Dr. Martin Luther King Jr. will be remembered by people of all ages and all races for a number of different reasons, most notably as a Civil Rights leader during a tumultuous time in our nation’s history.
He will be remembered to for the way he inspired people and incited them into action. Like most leaders, King was straight forward and often told people what they didn’t want to hear.
And, like most leaders he had his enemies.
But the thing we believe that people, particularly our young, should remember and emulate about King is his vision and his determination to work toward that vision at every turn.
King could see a tomorrow far different than the today of his time. More than that, he could feel it in his bones, knew it could happen and worked just as hard as he could toward that vision, trying to get others, without the ability to see the future, to understand that his was not just a dream it was a reality that could, and would, happen … if people would only see it and then try to live it.
He never got to see his dream realized, but we are sure King knew, even in his short life, that what he envisioned for America, for people of every race, was on the horizon.
While we aren’t free of prejudice today — whether it’s dealing with race, gender, economic status or any number of other issues — we aren’t a people, generally speaking, that looks at color first, and we aren’t a people any longer that believes that any one race is superior to another.
King believed those things could happen; he prayed for that dream; he worked for that dream; and he died for that dream.
People today need to have that kind of vision, not just about race relations but about every aspect of their lives.
We need to see beyond our own houses and streets into a future that can pull people together and have them working toward a common goal.
People need to look through the trees to find the forest, and they need to believe they can.
Too often, today, we are all so caught up in what we want, what we can get and how we can get it, that we forget the far larger and more productive view — the one Dr. King saw. The same one we should see.
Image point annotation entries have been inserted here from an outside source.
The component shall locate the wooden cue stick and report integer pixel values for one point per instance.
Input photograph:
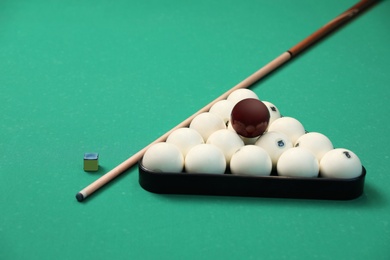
(267, 69)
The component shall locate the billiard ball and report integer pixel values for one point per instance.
(250, 117)
(246, 140)
(185, 138)
(223, 108)
(274, 112)
(207, 123)
(289, 126)
(297, 162)
(340, 163)
(240, 94)
(163, 157)
(275, 143)
(318, 143)
(205, 158)
(228, 141)
(251, 160)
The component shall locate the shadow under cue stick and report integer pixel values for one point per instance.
(267, 69)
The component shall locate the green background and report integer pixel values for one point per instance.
(112, 76)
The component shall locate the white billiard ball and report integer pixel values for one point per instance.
(289, 126)
(274, 112)
(340, 163)
(318, 143)
(298, 162)
(240, 94)
(223, 108)
(205, 158)
(207, 123)
(163, 157)
(275, 143)
(185, 138)
(251, 160)
(228, 141)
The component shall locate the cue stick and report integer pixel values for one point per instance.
(246, 83)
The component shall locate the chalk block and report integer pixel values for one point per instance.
(91, 162)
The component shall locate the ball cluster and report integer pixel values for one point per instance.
(242, 135)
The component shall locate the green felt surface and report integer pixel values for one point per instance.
(112, 76)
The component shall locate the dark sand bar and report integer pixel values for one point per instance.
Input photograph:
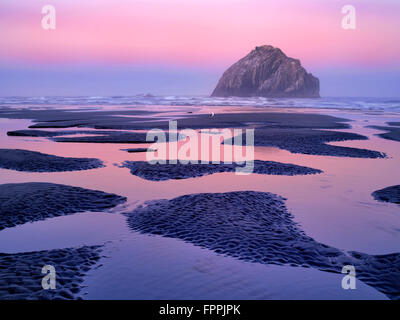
(160, 172)
(314, 142)
(21, 273)
(32, 161)
(257, 227)
(27, 202)
(392, 133)
(389, 194)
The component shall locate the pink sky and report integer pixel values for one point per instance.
(183, 46)
(199, 32)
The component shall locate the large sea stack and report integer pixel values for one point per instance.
(267, 72)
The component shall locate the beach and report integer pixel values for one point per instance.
(317, 167)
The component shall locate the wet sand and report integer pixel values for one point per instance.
(318, 201)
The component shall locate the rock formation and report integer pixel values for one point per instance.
(267, 72)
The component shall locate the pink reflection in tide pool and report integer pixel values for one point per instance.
(335, 208)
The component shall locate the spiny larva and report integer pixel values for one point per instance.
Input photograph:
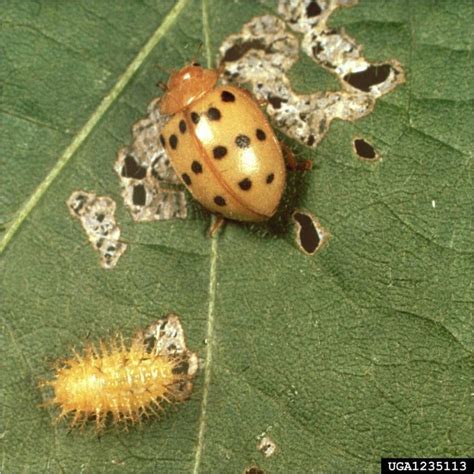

King’s dream is far closer to reality today than it’s ever been, but we still aren’t there yet. He knew we wouldn’t be. He knew we’d stumble, he knew we would fall back on selfish ways and old tendencies. He knew what we won’t always accept — that it’s far easier to fall back on old habits than develop new ones.
King understood that no matter our race, we would rather live in the past — where pain and prejudice reigned — than deal with the present or work to better the future. Yet his call for us was, hand-in-hand, to put the past where it belonged and work together to build a better tomorrow for everyone.
With his vision instilled in all of us, we can continue to work for what he died trying to get others to see: An America where people worked together to make life better for everyone; an America where we accept each other and work to make one another better, teaching each other and loving one another; an America where right can and will prevail over the darker forces that try to stop us all.
To do that, we must have a vision for our country and our community, and we must be able to see it, believe it and work toward it.
That’s what Dr. King did every day of his life.
And, if there’s one thing we will remember Monday, as we celebrate the life and the vision of such a remarkable man, it should be that he saw, he believed and he worked, with all his might and with all his heart, to make others believe too.
Too often people let others shatter their vision, crush their dreams and influence whether or not it can be fulfilled.
King did not. We shouldn’t either. Not now, not ever.